Ms Harris said women who had just given birth needed physical and emotional care and that was lacking.
She said her partner, Nick, was not allowed to stay overnight to help her in the double room, and she was not permitted to transfer to Kenepuru Hospital, as it had no room.
"The thing that I find most full-on is that I'm a very privileged person, I'm health literate and I had this terrible experience, I mean it blind-sided me, and I can't imagine what would happen for someone else who was even more vulnerable."
Ms Harris said she discharged herself early to go home, where she continued struggling to breast feed and required help from a lactation specialist who told her other women had had similar experiences at the hospital.
"She said she'd heard quite a lot of anecdotal evidence of women going through similar experiences.
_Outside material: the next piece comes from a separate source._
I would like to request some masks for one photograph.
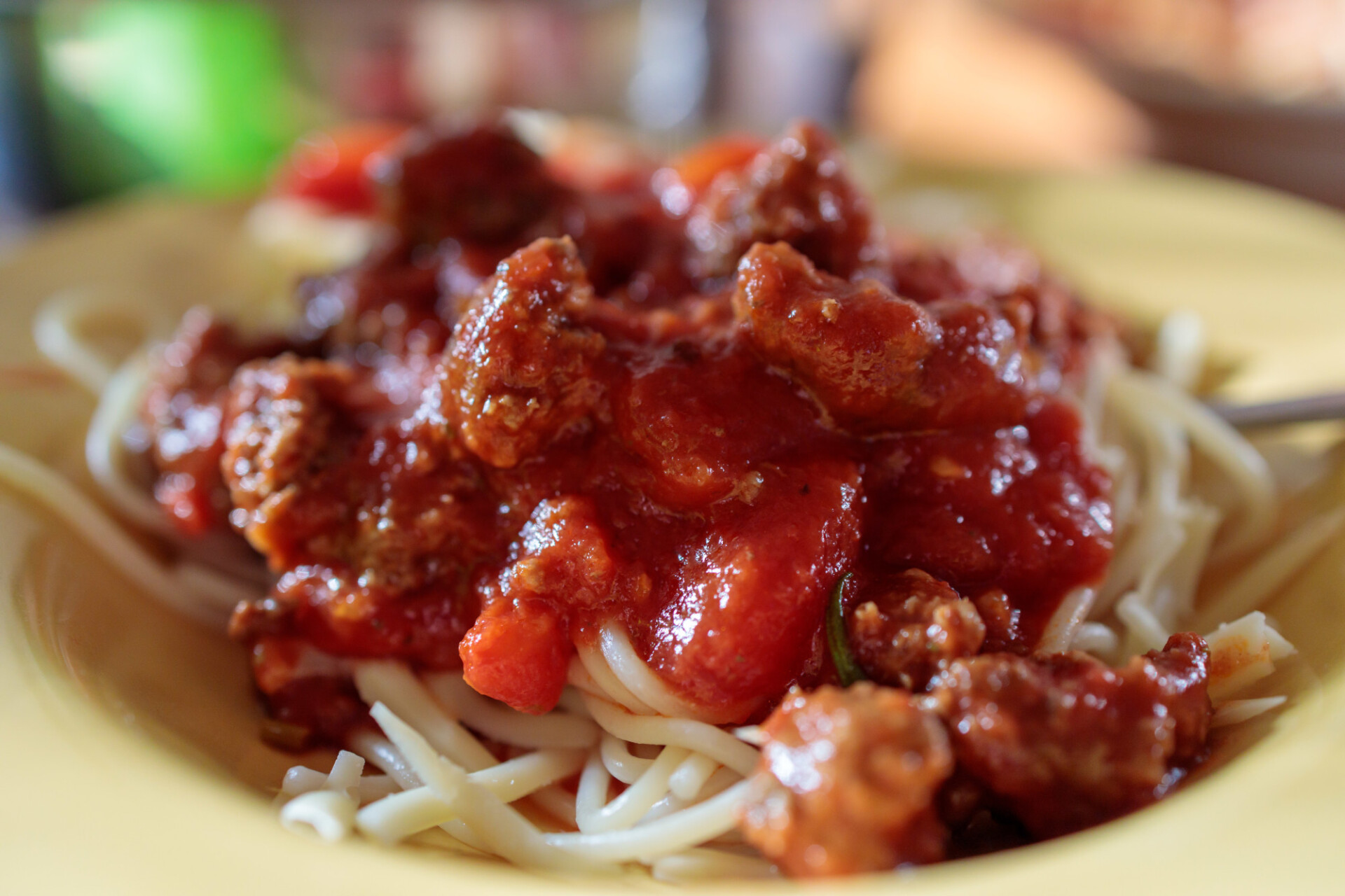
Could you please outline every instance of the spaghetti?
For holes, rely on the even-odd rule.
[[[213,625],[238,607],[234,630],[254,647],[257,682],[277,720],[305,736],[339,739],[344,747],[328,772],[296,766],[285,775],[278,803],[286,827],[309,827],[327,840],[359,832],[385,844],[433,834],[447,837],[456,849],[565,873],[611,872],[627,864],[643,865],[664,880],[768,876],[780,865],[790,873],[835,870],[837,865],[826,862],[810,870],[796,856],[772,853],[773,841],[744,822],[761,811],[802,813],[800,806],[811,799],[807,787],[794,790],[794,797],[780,790],[794,785],[772,763],[794,736],[784,732],[785,723],[802,717],[790,713],[812,712],[818,704],[799,695],[790,697],[783,711],[771,711],[784,685],[822,685],[826,693],[833,680],[829,676],[834,676],[830,660],[816,653],[816,645],[823,643],[814,638],[820,633],[822,607],[814,598],[808,606],[815,613],[792,603],[769,603],[773,598],[761,598],[767,603],[748,617],[724,610],[741,599],[734,595],[755,594],[759,586],[752,576],[760,576],[767,591],[794,588],[824,600],[838,576],[819,576],[816,570],[834,574],[857,568],[859,596],[850,596],[849,586],[838,588],[837,596],[841,611],[849,614],[842,617],[850,619],[849,637],[865,631],[854,622],[859,607],[873,604],[866,618],[882,625],[897,618],[890,604],[882,603],[886,587],[902,590],[902,607],[928,604],[942,614],[931,617],[942,626],[940,637],[947,635],[939,641],[942,646],[935,645],[940,650],[952,650],[948,645],[958,642],[959,631],[970,638],[975,645],[970,650],[950,653],[924,672],[908,664],[898,677],[885,681],[900,682],[901,690],[894,693],[915,693],[909,707],[897,704],[904,708],[886,716],[884,724],[897,725],[888,736],[924,737],[933,751],[947,751],[948,742],[942,728],[928,727],[935,717],[929,713],[955,712],[948,697],[939,695],[962,693],[956,692],[958,676],[974,680],[972,660],[983,641],[1003,652],[994,656],[1006,657],[1005,668],[1028,669],[1028,678],[1038,674],[1032,664],[1041,664],[1040,669],[1052,669],[1056,676],[1076,674],[1072,670],[1077,666],[1087,681],[1103,666],[1063,652],[1120,662],[1150,650],[1147,662],[1162,664],[1169,654],[1177,656],[1171,653],[1174,633],[1196,626],[1206,631],[1202,641],[1192,639],[1200,642],[1200,664],[1208,658],[1208,676],[1205,665],[1198,666],[1198,696],[1205,700],[1208,686],[1213,700],[1212,715],[1208,700],[1204,704],[1202,724],[1239,724],[1283,703],[1282,697],[1244,696],[1293,654],[1293,646],[1256,607],[1338,535],[1345,513],[1307,520],[1287,536],[1276,532],[1279,500],[1270,467],[1185,391],[1202,365],[1204,344],[1189,317],[1173,318],[1159,330],[1155,369],[1150,372],[1120,360],[1110,330],[1099,329],[1098,320],[1072,300],[1049,300],[1064,302],[1054,305],[1053,313],[1073,316],[1072,334],[1057,339],[1032,330],[1030,337],[1014,337],[1018,343],[1005,337],[1014,332],[1010,321],[1024,314],[1015,302],[1026,301],[1021,300],[1026,281],[1001,296],[985,279],[971,282],[962,269],[948,267],[950,257],[893,262],[901,294],[917,301],[897,300],[884,285],[892,274],[877,267],[885,255],[866,242],[878,231],[865,218],[865,204],[837,180],[841,175],[830,145],[808,129],[791,132],[775,148],[756,146],[749,153],[737,148],[685,160],[679,189],[699,196],[689,212],[670,215],[638,204],[609,230],[603,230],[600,218],[590,218],[588,232],[592,236],[596,231],[603,246],[620,243],[621,228],[643,228],[644,242],[635,240],[643,247],[621,243],[623,253],[643,253],[631,262],[633,270],[644,271],[639,275],[631,273],[629,263],[612,273],[620,259],[601,257],[601,247],[584,250],[589,270],[584,274],[573,244],[542,240],[511,255],[494,278],[487,278],[479,270],[480,259],[472,259],[473,251],[518,243],[565,220],[560,214],[555,220],[546,218],[550,212],[527,218],[534,212],[521,210],[570,208],[565,203],[580,201],[570,188],[549,179],[560,175],[537,168],[541,163],[510,141],[512,137],[487,128],[428,148],[413,144],[404,149],[398,163],[402,204],[393,210],[399,215],[395,222],[402,238],[418,234],[416,239],[429,239],[417,228],[441,228],[449,234],[444,239],[456,246],[437,258],[428,285],[416,279],[421,262],[408,262],[414,253],[405,254],[406,247],[394,243],[393,249],[375,250],[373,261],[336,281],[339,289],[332,283],[309,287],[305,326],[312,332],[285,345],[289,355],[272,351],[270,343],[250,344],[211,329],[214,324],[191,330],[186,345],[198,352],[192,357],[214,351],[210,357],[221,369],[203,373],[191,368],[195,360],[180,361],[172,376],[179,376],[182,391],[174,395],[190,395],[198,403],[192,407],[214,408],[213,435],[191,441],[199,435],[192,426],[204,426],[200,419],[206,418],[195,423],[184,419],[186,399],[180,398],[164,404],[172,408],[169,416],[149,420],[149,437],[160,437],[155,459],[163,478],[156,497],[178,514],[175,525],[164,523],[144,482],[129,470],[133,457],[124,442],[128,429],[137,426],[147,390],[164,388],[155,380],[164,376],[164,361],[137,355],[120,368],[108,365],[81,337],[85,321],[102,313],[89,301],[62,300],[39,321],[39,347],[100,395],[86,459],[100,496],[120,521],[40,463],[3,447],[0,476],[169,606]],[[457,195],[453,165],[477,164],[464,159],[477,159],[473,153],[487,144],[495,148],[499,165],[506,164],[502,159],[515,165],[477,172],[507,199],[499,200],[504,203],[500,208],[463,222],[453,216],[465,214],[465,193],[456,206],[428,211],[417,206],[436,189]],[[791,168],[795,164],[802,168]],[[707,173],[702,171],[706,165]],[[824,231],[816,220],[803,230],[795,227],[798,208],[815,200],[820,189],[814,183],[790,193],[799,189],[804,175],[824,181],[822,192],[838,206],[837,214],[849,228]],[[447,181],[432,188],[422,184],[425,192],[414,192],[416,177]],[[625,196],[621,191],[639,193],[624,184],[604,201]],[[794,203],[795,218],[776,215],[781,203]],[[585,208],[596,215],[596,207]],[[510,215],[522,218],[510,220]],[[690,261],[678,258],[677,266],[664,267],[660,240],[668,239],[668,228],[682,234],[683,227],[689,236],[678,240],[690,240]],[[436,238],[443,236],[436,231]],[[800,247],[807,258],[795,251]],[[985,263],[986,247],[971,251],[972,261]],[[488,258],[490,265],[495,261]],[[975,265],[963,263],[968,267]],[[395,282],[381,279],[389,271],[395,273]],[[377,289],[370,286],[375,281]],[[453,298],[452,287],[445,286],[449,282],[469,286],[463,306],[453,312],[444,310],[445,301]],[[776,318],[772,309],[781,301],[780,283],[794,297],[794,310]],[[1045,306],[1056,286],[1032,281],[1032,289],[1037,290],[1033,301]],[[429,309],[417,304],[417,290],[428,290],[433,300]],[[600,304],[594,290],[616,298]],[[691,300],[674,301],[678,290],[690,290]],[[921,290],[929,297],[921,300]],[[389,293],[395,302],[370,305],[371,297],[386,298]],[[527,294],[533,310],[514,310],[508,304],[514,293]],[[948,298],[954,293],[956,301]],[[537,308],[545,313],[538,316]],[[905,347],[919,363],[911,365],[890,348],[872,349],[859,336],[835,336],[829,326],[842,312],[862,317],[862,326],[890,328],[884,330],[888,345]],[[499,320],[506,326],[492,330],[491,314],[503,316]],[[802,337],[790,330],[799,317],[814,321],[810,326],[816,329]],[[348,326],[354,330],[343,329]],[[355,330],[358,336],[351,334]],[[968,332],[983,341],[975,347],[954,344]],[[736,340],[742,333],[755,341],[741,345]],[[942,336],[931,339],[931,333]],[[179,353],[184,345],[180,339],[172,349]],[[519,345],[510,340],[519,340]],[[1022,348],[1024,340],[1029,348]],[[359,345],[375,343],[385,353],[359,360]],[[519,353],[507,363],[492,360],[515,348]],[[841,348],[851,352],[851,360],[868,359],[861,380],[846,379],[827,360],[826,352]],[[981,372],[966,361],[971,348],[990,359]],[[863,355],[870,351],[878,355]],[[960,367],[948,367],[954,361],[940,355],[944,351],[950,359],[960,359]],[[535,359],[550,367],[538,373],[529,367]],[[601,380],[607,376],[601,371],[617,364],[624,365],[620,376],[629,379],[619,386]],[[854,367],[858,369],[858,361]],[[705,379],[697,379],[702,373]],[[656,376],[671,379],[650,386]],[[894,383],[886,392],[880,388],[884,377]],[[908,402],[912,377],[925,377],[920,388],[937,400],[917,395]],[[553,388],[557,383],[561,387]],[[642,388],[646,391],[639,392]],[[713,398],[698,395],[698,388],[729,390],[728,415],[714,418],[720,420],[716,426],[741,422],[745,427],[773,427],[776,441],[795,439],[791,451],[803,451],[798,446],[804,442],[795,433],[822,433],[808,435],[818,439],[822,451],[804,451],[803,461],[780,453],[773,461],[756,463],[753,458],[753,463],[736,467],[732,457],[714,455],[726,439],[741,439],[753,455],[765,457],[775,449],[753,442],[753,433],[695,430],[699,418],[678,402],[690,395],[687,400],[713,406]],[[615,398],[604,398],[607,403],[599,406],[594,390]],[[393,395],[410,398],[402,407],[389,400]],[[1060,402],[1061,395],[1072,398]],[[768,398],[779,404],[752,404]],[[668,402],[685,426],[664,430],[659,427],[677,418],[639,418],[642,402]],[[699,406],[694,412],[709,419],[712,411],[718,412]],[[604,442],[603,427],[621,424],[621,415],[631,418],[631,429],[619,443]],[[378,420],[387,416],[398,422],[379,430],[383,424]],[[223,424],[226,418],[229,426]],[[441,426],[445,418],[459,422],[456,441],[436,442],[417,429],[426,420]],[[1042,435],[1048,431],[1049,438]],[[164,433],[188,447],[165,449]],[[296,433],[303,438],[291,442]],[[859,438],[843,441],[851,433]],[[555,447],[576,439],[596,458],[594,466],[585,466],[578,453],[564,454]],[[655,449],[656,463],[639,459],[642,451]],[[827,457],[861,450],[868,453],[865,470],[892,470],[890,478],[869,472],[861,477],[858,466]],[[202,455],[204,466],[184,466],[196,463],[202,451],[214,451]],[[362,454],[366,451],[371,454]],[[440,466],[413,480],[409,488],[414,494],[408,497],[387,485],[394,476],[412,477],[408,470],[424,466],[417,458],[436,451],[447,453],[448,461],[436,461]],[[395,461],[381,459],[393,455]],[[1001,459],[1007,455],[1011,463]],[[529,470],[542,465],[529,461],[537,457],[562,458],[554,470],[543,470],[554,480],[527,478],[533,476]],[[702,462],[706,457],[716,458],[714,466]],[[373,465],[383,477],[373,481],[382,484],[381,504],[360,504],[359,489],[366,484],[356,461]],[[1045,520],[1054,513],[1054,521],[1038,525],[1056,525],[1052,537],[1068,540],[1076,553],[1093,551],[1093,559],[1071,559],[1067,566],[1072,564],[1073,578],[1052,579],[1032,564],[1005,564],[999,578],[987,580],[948,560],[939,544],[919,548],[923,535],[905,520],[932,506],[929,494],[952,494],[939,500],[954,506],[960,500],[956,496],[964,494],[958,484],[982,476],[975,463],[989,463],[987,488],[995,496],[1010,496],[1029,517]],[[617,478],[643,477],[643,504],[613,504],[601,489],[582,492],[573,485],[601,480],[596,470],[612,465]],[[931,472],[929,480],[912,485],[909,470],[925,469],[921,465]],[[200,478],[200,470],[211,469],[222,470],[223,480]],[[323,480],[328,469],[334,472]],[[1064,482],[1059,504],[1042,504],[1037,493],[1010,490],[1018,488],[1014,482],[1036,482],[1037,469],[1050,473],[1050,482]],[[187,470],[195,470],[198,478],[183,486]],[[728,478],[720,476],[724,472]],[[303,476],[324,484],[328,496],[340,484],[346,504],[339,512],[356,523],[350,529],[304,536],[303,527],[312,525],[312,519],[331,519],[332,510],[304,493]],[[888,516],[861,520],[851,509],[859,488]],[[424,494],[433,494],[437,504],[424,502]],[[483,494],[484,501],[479,501]],[[307,509],[285,517],[296,505]],[[401,505],[414,513],[398,516]],[[443,506],[448,505],[465,516],[445,516],[449,510]],[[753,516],[764,513],[761,508],[775,508],[784,525],[775,520],[763,524]],[[970,504],[956,509],[979,525],[998,519],[997,510]],[[270,572],[223,531],[219,514],[262,549]],[[288,528],[274,528],[276,519]],[[917,523],[936,529],[940,519],[927,513]],[[434,528],[443,520],[452,520],[452,525]],[[886,539],[882,556],[894,559],[882,563],[892,570],[936,568],[942,578],[925,572],[892,578],[886,567],[876,571],[877,562],[865,557],[877,552],[859,547],[861,523],[863,544]],[[709,536],[698,528],[706,525]],[[847,533],[846,525],[855,532]],[[174,559],[165,563],[122,527],[161,539],[168,545],[165,556]],[[386,535],[397,527],[410,527],[429,547]],[[605,535],[613,527],[624,527],[633,540],[620,543]],[[206,532],[210,541],[186,537],[183,528]],[[425,532],[429,528],[433,535]],[[815,543],[808,532],[823,533],[823,541]],[[317,544],[328,547],[313,547]],[[558,544],[577,548],[557,552]],[[1026,541],[1015,544],[1014,551],[1044,549]],[[438,560],[408,563],[408,552],[416,551],[418,557],[476,552],[488,562],[483,559],[475,570]],[[643,566],[628,562],[632,551],[644,552]],[[761,566],[763,551],[798,553],[790,557],[798,563],[771,560],[775,566]],[[350,568],[352,556],[367,563],[362,575]],[[1053,563],[1053,556],[1044,555],[1045,562]],[[342,557],[346,566],[331,557]],[[1240,572],[1221,592],[1201,599],[1202,572],[1215,563],[1225,568],[1237,564]],[[463,609],[464,598],[438,596],[449,591],[461,595],[468,578],[482,604],[479,615]],[[690,590],[660,592],[660,583],[670,579],[690,583]],[[714,588],[720,588],[718,603],[703,599]],[[975,602],[963,596],[978,590],[983,594]],[[558,594],[564,600],[554,596]],[[611,594],[625,595],[625,609],[613,604]],[[404,606],[414,607],[410,615],[401,614]],[[274,615],[274,607],[284,613]],[[531,615],[519,618],[523,610]],[[1007,615],[997,617],[997,610]],[[463,614],[467,618],[459,619]],[[773,614],[779,630],[768,626],[756,633],[761,623],[755,619],[763,614]],[[721,627],[717,641],[698,634],[695,626],[703,618]],[[955,626],[958,619],[963,629]],[[667,621],[668,627],[659,629]],[[790,630],[791,621],[802,637]],[[734,634],[733,626],[746,626],[760,639]],[[519,631],[531,634],[522,637]],[[547,639],[551,631],[561,633],[558,642]],[[896,650],[897,635],[884,631]],[[760,653],[791,638],[799,643],[792,658]],[[467,665],[455,669],[459,641]],[[738,656],[713,646],[722,642],[737,645]],[[516,653],[499,653],[496,645]],[[668,645],[675,649],[666,649]],[[759,653],[744,656],[749,647]],[[787,649],[780,652],[783,656]],[[1033,652],[1036,658],[1029,656]],[[510,668],[511,656],[518,657],[518,668]],[[872,657],[863,650],[858,656],[863,670],[882,680],[892,668],[884,662],[894,662],[896,654],[877,664],[868,661]],[[1075,658],[1067,662],[1052,656]],[[722,672],[724,664],[730,672]],[[1124,684],[1128,673],[1107,674],[1108,681]],[[1165,674],[1180,677],[1177,672]],[[304,690],[312,682],[323,682],[316,696]],[[850,695],[846,699],[872,688],[857,686],[845,692]],[[917,699],[924,692],[921,704]],[[936,707],[939,700],[946,701],[942,708]],[[319,715],[325,713],[321,721],[304,715],[315,707]],[[907,725],[907,713],[923,721]],[[764,725],[742,724],[768,715]],[[846,744],[834,747],[842,754],[849,750]],[[959,762],[974,760],[967,756],[959,754]],[[370,774],[373,768],[378,772]],[[1180,778],[1177,766],[1166,771],[1176,775],[1173,780]],[[986,787],[993,791],[993,782]],[[1102,817],[1122,810],[1108,806]],[[890,823],[933,823],[928,829],[936,832],[943,830],[939,825],[952,823],[931,822],[928,811],[919,809]],[[1022,811],[1024,822],[1046,836],[1072,825],[1060,827],[1053,818],[1042,819],[1026,807]],[[785,817],[791,834],[798,834],[799,815]],[[892,833],[896,830],[885,836],[898,837]],[[901,837],[909,834],[907,827],[900,830]],[[913,861],[909,856],[915,853],[905,854]],[[901,861],[901,856],[892,861]]]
And she said it was quite a common experience for women to have a really rough time on the post-natal ward and for it to be really a triggering event in terms of post-natal depression and anxiety."
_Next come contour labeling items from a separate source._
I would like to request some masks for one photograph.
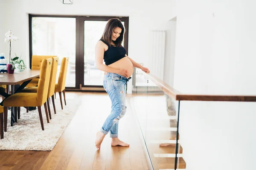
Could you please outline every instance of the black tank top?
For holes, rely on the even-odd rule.
[[[102,39],[100,39],[100,41],[104,42],[108,47],[108,49],[104,52],[104,62],[107,65],[119,60],[125,57],[126,54],[126,50],[122,47],[115,47],[113,45],[109,45]]]

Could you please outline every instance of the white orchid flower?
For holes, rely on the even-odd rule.
[[[9,42],[11,41],[16,41],[18,40],[18,38],[14,35],[12,31],[8,31],[5,34],[6,37],[4,41],[6,42]]]

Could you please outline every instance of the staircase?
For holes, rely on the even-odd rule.
[[[146,97],[139,95],[131,99],[131,105],[138,118],[154,169],[174,170],[177,117],[167,115],[162,97],[160,95],[149,97],[148,95]],[[186,164],[182,158],[183,149],[180,145],[178,149],[177,169],[185,169]]]

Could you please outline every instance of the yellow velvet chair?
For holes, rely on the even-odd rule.
[[[38,107],[42,130],[44,130],[41,106],[44,105],[44,108],[46,108],[52,61],[52,59],[50,58],[44,59],[42,62],[37,93],[17,93],[7,98],[3,101],[5,131],[7,131],[8,107]],[[47,122],[49,123],[47,109],[45,109],[45,113]]]
[[[50,105],[49,101],[50,98],[52,97],[52,105],[53,105],[53,109],[54,113],[56,114],[56,109],[55,108],[55,104],[54,103],[54,90],[55,88],[55,83],[56,82],[56,77],[57,76],[57,71],[58,69],[58,57],[52,57],[52,69],[51,71],[51,75],[50,76],[50,81],[49,83],[49,87],[47,95],[47,105],[48,107],[48,113],[50,119],[52,119],[51,115],[51,110],[50,109]],[[36,93],[37,92],[37,87],[31,87],[24,88],[22,90],[21,93]]]
[[[62,59],[61,65],[61,71],[59,74],[58,83],[55,85],[55,91],[54,92],[55,98],[56,98],[56,92],[58,92],[60,96],[60,99],[61,100],[61,109],[63,109],[62,101],[61,100],[61,92],[63,93],[65,105],[67,105],[66,103],[66,96],[65,95],[65,85],[66,85],[66,77],[67,77],[69,60],[69,57],[63,57]]]
[[[0,105],[0,139],[3,139],[3,108]]]
[[[32,56],[31,62],[31,70],[40,70],[41,63],[44,59],[48,59],[57,57],[56,56],[38,56],[33,55]],[[27,87],[35,87],[38,85],[39,78],[32,79],[30,82],[26,86]]]

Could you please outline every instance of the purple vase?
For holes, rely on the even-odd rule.
[[[13,74],[14,73],[14,68],[11,64],[6,64],[7,67],[7,72],[9,74]]]

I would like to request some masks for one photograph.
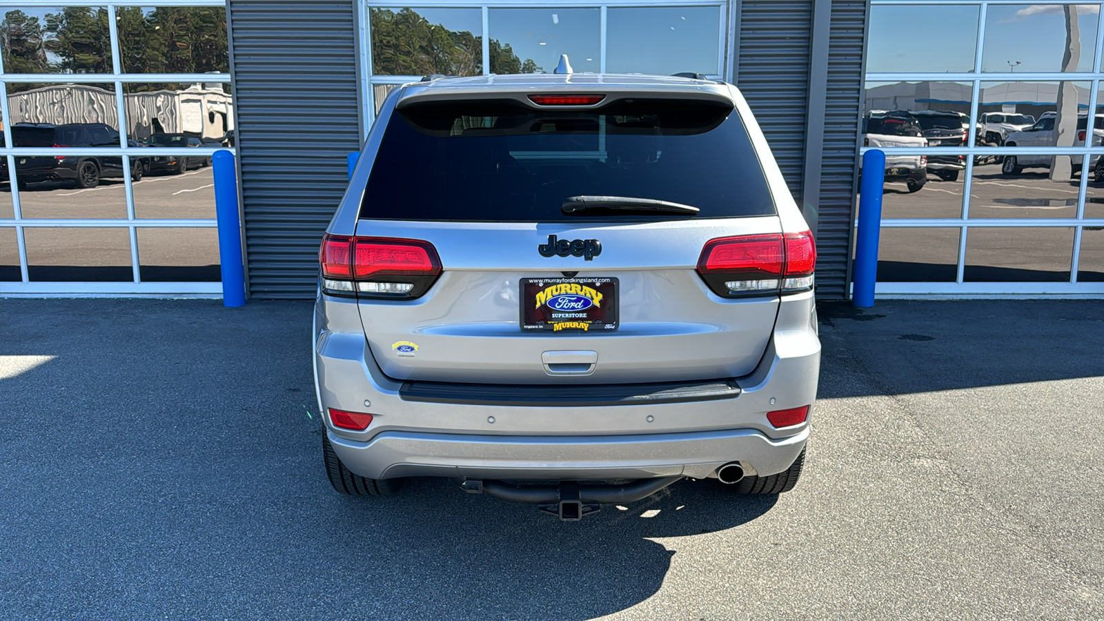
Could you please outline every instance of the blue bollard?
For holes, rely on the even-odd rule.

Capital and Coast District Health Board director of nursing and midwifery Andrea McCance apologised, and said the DHB would like to meet Ms Harris to find out more about the problems and try to make amends.
Ms McCance said the DHB was grappling with 10 percent vacancies within its registered midwifery workforce. There were 97 registered midwives and it needed to recruit another nine, she said.
"We've got a very aggressive recruitment campaign at the moment. Not only are we advertising kind of locally and we're interviewing three midwives, for example, last Friday. But [we're] also now looking at a campaign overseas, this week in Ireland we're advertising for midwives and in June in England itself. So we're taking this fairly seriously."
She said the DHB was also working closely with the nurses' union, midwifery groups and the Health Ministry to ensure good management of staffing to better match demand and staff supply.
"We need to get that balance between midwives and registered nurses, and it looks like we really do need to look at our night-duty shift as well. That seems to be the one that we really need to work on."
Karen Wakelin, the chair of the College of Midwives' Wellington region group, said midwives were also feeling the pressure of staff shortages.
"So we have midwives working on shifts that are, you know in some cases they're working double shifts or call-backs, just trying to keep the place rolling over and trying to enable women and babies and keeping them safe."
She said the pressure affected midwives as well as mothers. "Midwives are feeling stretched, they're feeling tired, they're getting sick, and I think it's just that, yeah, that they're just inadequately resourced."